Nintendo of America was soon founded.

Mario gets his name

During one of their meetings regarding one of their next games, a platformer starring Jumpman, the landlord of their offices burst in, demanding his overdue rent.

Jumpman needed a name, and Nintendo named him after the landlord: Mario (although their landlord was named Mario Segal and not Mario Mario)

It’s not clear if this was done to spite or placate the landlord, but he was immortalised nonetheless.

The newly-named Mario would appear in the Donkey Kong sequel, Donkey Kong Jr. It was mechanically similar to Donkey Kong, but the roles were reversed: The player played Donkey Kong Jr, who had to rescue his father from Mario.

Donkey Kong Jr remains the only time that Mario has been a villain in an official Nintendo game.

Mario gets a new game and a brother

A year later, Mario Bros was released.

Not to be confused with Super Mario Bros (which would appear two year after Mario Bros), Mario Bros was another single-screen platform game like Donkey Kong and its sequel.

There were two major differences however, both of which had a long-lasting impact on the Mario legacy.

The first was the fact that this was the first Mario co-op game (as opposed to the hotseat approach shown in the Donkey Kong series). In other words, there’d be two players on screen. They couldn’t very well have two Marios, so the Mario sprite was palette-swapped ( or ‘recoloured’) and Luigi was born.

The second was the fact that they changed Mario’s profession from a carpenter to a plumber, which they did purely because of where the game took place. Videogames often have a sewer level: Marios Bros was literally just the sewer level.

Mario Becomes A Franchise

Super Mario Bros

The next game, the side-scrolling platformer Super Mario Bros, was the first Mario game released for home console, specifically the FamiCom – or as it was known in the rest of the world: The Nintendo Entertainment System (NES).

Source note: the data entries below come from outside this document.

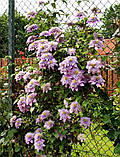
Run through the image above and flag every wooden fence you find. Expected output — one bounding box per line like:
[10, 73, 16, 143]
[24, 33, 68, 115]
[0, 57, 119, 95]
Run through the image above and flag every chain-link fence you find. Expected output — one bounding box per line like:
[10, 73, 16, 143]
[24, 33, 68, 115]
[0, 0, 120, 156]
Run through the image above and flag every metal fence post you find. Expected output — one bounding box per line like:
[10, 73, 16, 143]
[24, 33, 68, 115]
[8, 0, 15, 111]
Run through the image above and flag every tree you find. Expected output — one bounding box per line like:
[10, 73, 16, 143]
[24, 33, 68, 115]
[101, 4, 120, 38]
[0, 11, 28, 58]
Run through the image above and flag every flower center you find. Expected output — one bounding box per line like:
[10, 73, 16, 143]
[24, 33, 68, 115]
[42, 45, 45, 49]
[84, 119, 88, 122]
[64, 76, 68, 80]
[48, 121, 52, 125]
[43, 112, 47, 116]
[75, 70, 79, 75]
[91, 63, 95, 67]
[63, 111, 66, 115]
[27, 135, 31, 138]
[62, 64, 65, 67]
[96, 76, 100, 80]
[30, 81, 33, 85]
[96, 40, 99, 44]
[36, 134, 40, 137]
[73, 103, 77, 107]
[69, 58, 72, 62]
[73, 80, 76, 83]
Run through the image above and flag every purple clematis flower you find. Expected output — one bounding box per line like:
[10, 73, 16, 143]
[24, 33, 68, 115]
[64, 99, 69, 108]
[40, 110, 51, 120]
[17, 96, 30, 113]
[38, 43, 50, 53]
[39, 53, 57, 70]
[36, 110, 50, 123]
[70, 101, 82, 114]
[25, 79, 40, 93]
[86, 59, 104, 74]
[60, 75, 72, 88]
[15, 118, 22, 129]
[42, 83, 51, 93]
[39, 1, 45, 5]
[89, 75, 105, 87]
[87, 16, 100, 24]
[89, 39, 104, 50]
[10, 115, 17, 127]
[59, 57, 87, 91]
[28, 42, 35, 51]
[27, 11, 37, 20]
[27, 24, 39, 33]
[77, 133, 85, 142]
[34, 133, 42, 142]
[35, 128, 42, 134]
[39, 39, 48, 44]
[80, 117, 92, 128]
[25, 132, 34, 144]
[93, 33, 104, 41]
[76, 11, 86, 19]
[49, 41, 58, 51]
[34, 40, 46, 50]
[39, 31, 50, 37]
[49, 27, 62, 37]
[58, 109, 71, 123]
[70, 78, 80, 91]
[36, 115, 41, 124]
[26, 93, 37, 106]
[58, 56, 78, 75]
[44, 120, 54, 130]
[34, 139, 45, 152]
[15, 71, 25, 82]
[67, 48, 76, 56]
[55, 130, 66, 141]
[23, 72, 31, 82]
[26, 35, 37, 45]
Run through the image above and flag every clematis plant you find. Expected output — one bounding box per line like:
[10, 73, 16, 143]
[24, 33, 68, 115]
[9, 7, 113, 157]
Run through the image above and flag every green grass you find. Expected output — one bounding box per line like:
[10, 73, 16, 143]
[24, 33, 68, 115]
[71, 124, 120, 157]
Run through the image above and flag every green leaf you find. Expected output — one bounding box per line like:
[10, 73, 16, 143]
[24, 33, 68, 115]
[114, 144, 120, 155]
[115, 81, 120, 88]
[15, 144, 21, 152]
[77, 0, 81, 5]
[82, 100, 89, 107]
[61, 0, 67, 4]
[51, 3, 56, 8]
[1, 130, 7, 136]
[7, 129, 17, 138]
[103, 115, 111, 124]
[30, 107, 35, 113]
[53, 132, 59, 138]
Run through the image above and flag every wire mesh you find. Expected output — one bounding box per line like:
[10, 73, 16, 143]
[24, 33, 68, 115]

Super Mario Bros came free with the NES, which meant that every single NES owner had access to the game.

While it could be argued that this is why the character became so beloved, the same wasn’t true for the character in the free game that came with the Sega Master System (Sega’s answer to the NES), Alex Kidd. In fact, Alex Kidd’s lack of popularity would ultimately result on Sega creating another mascot, Sonic the Hedgehog.

Super Mario Bros would go on to receive multiple remakes, and also spawn multiple sequels and spin-offs that would appear on the Super Nintendo Entertainment (SNES), such as Super Mario World (which introduces Yoshi to the franchise) and Super Mario Kart.

Mario: Beyond The 8-bit Consoles

Mario was one of the first videogame characters to appear on TV (in 1983), and even appeared on multiple shows in that same year.

The Nintendo 64 game, Super Mario 64, is regarded as the game most responsible for popularizing 3D platform games – even if it wasn’t technically the first one.

Mario has appeared in non-platformer games, such as the puzzle game Doctor Mario. He’s also appeared in non-Mario games, such as the Smash Bros series.

Mario received a live-action feature film in 1993, ‘Super Mario Bros.’ and also recently appeared in the Pixar film ‘Wreck-It Ralph’.

Speaking of Wreck-It Ralph – now you know why the character Felix uses a hammer: Because he was based on Mario, who began his life as a carpenter!